Pour ceux qui savent faire un peu de son, sachez que si vous appliquez un effet de déphasage sur "Unisexe", vous shuntez la voix studio. Chose étrange, cette pirouette ne fonctionne que sur ce titre-là. Nous avions monté le résultat sur les images du live et l'avions posté sur Youtube, mais malheureusement la vidéo a été supprimée.

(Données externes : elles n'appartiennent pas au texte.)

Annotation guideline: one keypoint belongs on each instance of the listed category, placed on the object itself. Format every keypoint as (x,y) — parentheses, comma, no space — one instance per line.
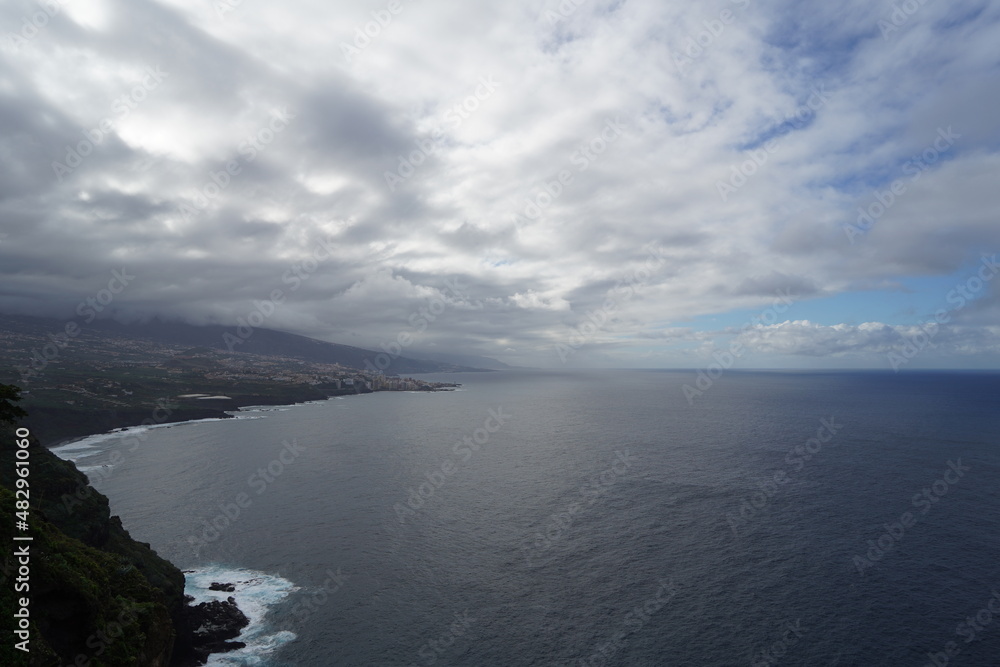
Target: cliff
(88,605)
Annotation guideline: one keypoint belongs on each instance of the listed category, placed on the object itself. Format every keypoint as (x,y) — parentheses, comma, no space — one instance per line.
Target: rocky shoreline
(207,628)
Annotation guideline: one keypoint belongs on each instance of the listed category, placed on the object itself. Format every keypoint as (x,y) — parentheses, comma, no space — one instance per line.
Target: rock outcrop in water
(206,628)
(97,597)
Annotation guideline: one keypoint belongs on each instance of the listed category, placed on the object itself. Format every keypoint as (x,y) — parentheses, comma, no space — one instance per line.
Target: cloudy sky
(630,183)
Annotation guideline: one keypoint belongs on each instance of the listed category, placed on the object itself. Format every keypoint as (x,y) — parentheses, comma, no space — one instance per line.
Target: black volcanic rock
(206,628)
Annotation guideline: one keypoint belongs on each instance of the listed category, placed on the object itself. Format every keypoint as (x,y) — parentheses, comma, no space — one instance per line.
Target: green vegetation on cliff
(97,597)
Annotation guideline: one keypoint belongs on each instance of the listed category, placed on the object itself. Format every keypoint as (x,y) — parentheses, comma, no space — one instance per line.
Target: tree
(10,413)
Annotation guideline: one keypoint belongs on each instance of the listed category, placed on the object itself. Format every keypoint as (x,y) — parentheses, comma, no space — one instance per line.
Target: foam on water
(256,593)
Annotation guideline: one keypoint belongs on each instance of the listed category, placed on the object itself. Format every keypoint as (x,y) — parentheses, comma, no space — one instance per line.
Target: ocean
(590,518)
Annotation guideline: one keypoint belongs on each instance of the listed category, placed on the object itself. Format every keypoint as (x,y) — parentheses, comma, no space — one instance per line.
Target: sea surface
(590,518)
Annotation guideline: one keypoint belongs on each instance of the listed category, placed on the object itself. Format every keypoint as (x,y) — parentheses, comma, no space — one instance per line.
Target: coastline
(166,413)
(206,627)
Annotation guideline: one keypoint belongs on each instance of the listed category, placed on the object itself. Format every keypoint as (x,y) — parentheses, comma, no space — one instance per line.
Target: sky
(739,183)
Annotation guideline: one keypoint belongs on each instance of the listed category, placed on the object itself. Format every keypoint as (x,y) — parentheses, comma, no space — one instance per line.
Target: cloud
(539,152)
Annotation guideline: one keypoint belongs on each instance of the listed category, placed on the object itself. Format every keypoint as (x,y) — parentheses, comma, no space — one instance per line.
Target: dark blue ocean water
(782,518)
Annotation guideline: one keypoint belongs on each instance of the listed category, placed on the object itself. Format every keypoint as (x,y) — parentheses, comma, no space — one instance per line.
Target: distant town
(97,381)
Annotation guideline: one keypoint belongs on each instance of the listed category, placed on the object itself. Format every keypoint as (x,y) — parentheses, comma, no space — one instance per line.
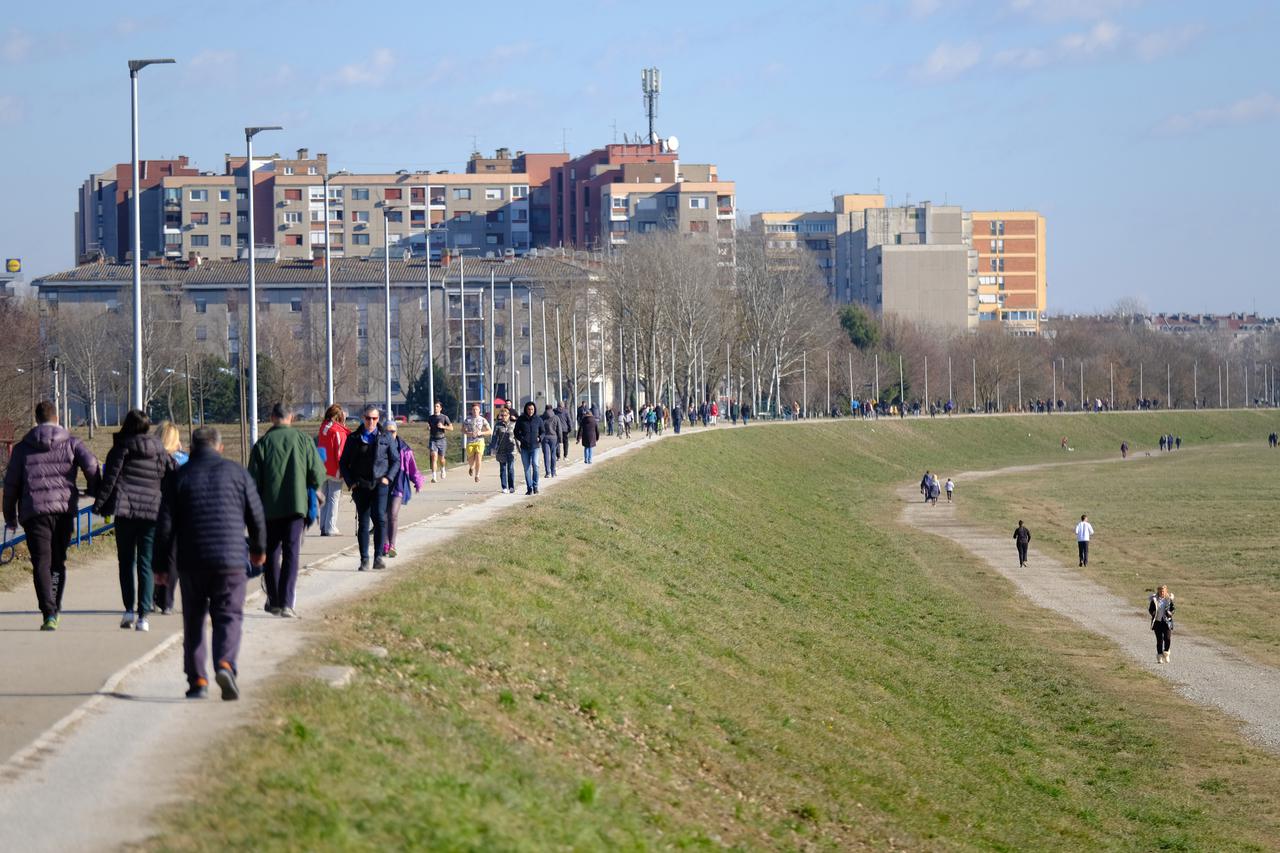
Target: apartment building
(602,197)
(206,302)
(104,222)
(1011,274)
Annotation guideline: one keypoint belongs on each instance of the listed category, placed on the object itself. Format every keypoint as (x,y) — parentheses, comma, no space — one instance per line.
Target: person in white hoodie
(1083,533)
(1161,609)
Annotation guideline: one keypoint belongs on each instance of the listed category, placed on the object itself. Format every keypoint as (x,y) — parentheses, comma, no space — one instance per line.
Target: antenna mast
(650,83)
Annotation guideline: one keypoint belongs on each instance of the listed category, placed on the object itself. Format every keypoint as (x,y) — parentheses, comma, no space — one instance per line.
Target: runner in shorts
(474,429)
(439,424)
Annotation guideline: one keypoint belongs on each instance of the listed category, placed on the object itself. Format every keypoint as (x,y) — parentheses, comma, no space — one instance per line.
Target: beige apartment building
(1013,287)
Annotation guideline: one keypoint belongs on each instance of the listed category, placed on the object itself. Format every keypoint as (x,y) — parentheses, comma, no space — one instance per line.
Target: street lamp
(387,288)
(135,67)
(250,132)
(328,290)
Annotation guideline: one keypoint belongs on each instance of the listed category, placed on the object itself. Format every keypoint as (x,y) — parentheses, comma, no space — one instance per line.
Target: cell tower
(650,83)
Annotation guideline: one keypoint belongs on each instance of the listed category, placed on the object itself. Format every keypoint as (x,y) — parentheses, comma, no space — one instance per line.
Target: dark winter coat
(588,432)
(132,475)
(41,474)
(529,432)
(365,464)
(209,503)
(553,428)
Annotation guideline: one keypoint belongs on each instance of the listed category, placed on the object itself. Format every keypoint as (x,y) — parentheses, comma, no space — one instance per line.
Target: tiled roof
(347,270)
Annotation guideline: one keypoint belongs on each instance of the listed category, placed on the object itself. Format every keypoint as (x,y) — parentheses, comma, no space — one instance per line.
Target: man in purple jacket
(40,492)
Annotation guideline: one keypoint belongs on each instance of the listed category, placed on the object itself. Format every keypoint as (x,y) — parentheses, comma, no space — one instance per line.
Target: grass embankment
(728,639)
(1201,520)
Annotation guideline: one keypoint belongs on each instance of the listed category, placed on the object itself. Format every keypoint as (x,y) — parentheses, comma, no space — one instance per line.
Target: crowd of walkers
(205,524)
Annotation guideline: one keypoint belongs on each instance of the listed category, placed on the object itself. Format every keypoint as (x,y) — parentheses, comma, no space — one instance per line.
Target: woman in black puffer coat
(131,492)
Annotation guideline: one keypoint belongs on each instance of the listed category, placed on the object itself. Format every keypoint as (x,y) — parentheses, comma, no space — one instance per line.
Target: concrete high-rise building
(602,197)
(1011,274)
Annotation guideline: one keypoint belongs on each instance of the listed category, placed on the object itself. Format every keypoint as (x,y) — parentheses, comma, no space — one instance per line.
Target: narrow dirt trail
(1202,670)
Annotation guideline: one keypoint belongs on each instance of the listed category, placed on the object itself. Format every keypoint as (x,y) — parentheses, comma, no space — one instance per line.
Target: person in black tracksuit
(1022,538)
(206,507)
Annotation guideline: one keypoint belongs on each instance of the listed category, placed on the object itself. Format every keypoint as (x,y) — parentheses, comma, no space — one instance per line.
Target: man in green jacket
(284,464)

Stéphane, lui, gratte sa Mustang. Aucun son n'en sort, alors que le gros son de Tox remplit l'espace.


Les Tzars :

Nous savons dorénavant que le Nicolas qu'on entend n'est pas celui que l'on voit sur scène. Sa voix sonne très différemment du reste des pistes, ce qui rend la relativité de la synchronisation labiale encore plus perceptible et gênante.
 
1:48 : "[Woo !]" live
 
2:01 : "Les tyrans et leurs femmes ne sortent plus sans un garde du corps qui témoigne", les deux voix se chevauchent.
 
2:26 : Illusion que Stéphane joue ? Pas du tout, c'est le son de Tox.  

Juste après, un passage qui a été assez discuté par ailleurs : ce moment incroyable où Stéphane vient regarder son frère dans les yeux en le pointant du doigt, alors que ce dernier chante "et ses mauvaises fréquentations !".
 
"Les Tzars"
 
3:55 : On n'entend plus ici que le Nicolas studio, avec une réverbération marquée style "concert".
 
 
Trois Nuits par Semaine :
"Il faut bien être remplacé un jour... Cependant, j'ai remarqué que dans 'Trois Nuits par Semaine', le gimmick est souvent mal placé, et pas un ne le joue comme l'original. Le grand public ne s'en rend pas vraiment compte. C'est ce qui me fait grincer des dents, en souriant."

Dominique Nicolas, Platine, 2004

0:42 : "elle décidaiiiit" les deux voix se chevauchent très audiblement.

1:16 : "[Hep hep hep !]" live.

1:17 : Sur le plan large on voit Nicolas laisser chanter le refrain au public. Pourtant, on entend sa voix.

2:33 : "et je suis avec elle [hey !]"

2:51 : "mais bon dieu qu'elle est belle ! [...eeelle...] shhuayy !]"

4:07 : à l'image : "Trois nuits par semaine" / au son : "MAIS trois nuits par semaine", sur un gros plan de son visage.

de 4:48 à 5:40, tout ce qu'on entend est live. C'est un des rares moments du film où c'est le cas. 

6:06 : "[qu'elle est belle !...eeeeelle] shaayyy !"

7:05 : un accord fait par Stéphane à l'acoustique, audible.
 
 
La Main sur Vous :

Pourquoi ce choix horrible de télé filmée au caméscope ? Qu'y avait-il à cacher ? Possiblement, une coupe de cheveux étrange suite à un passage de serviette sur la tête.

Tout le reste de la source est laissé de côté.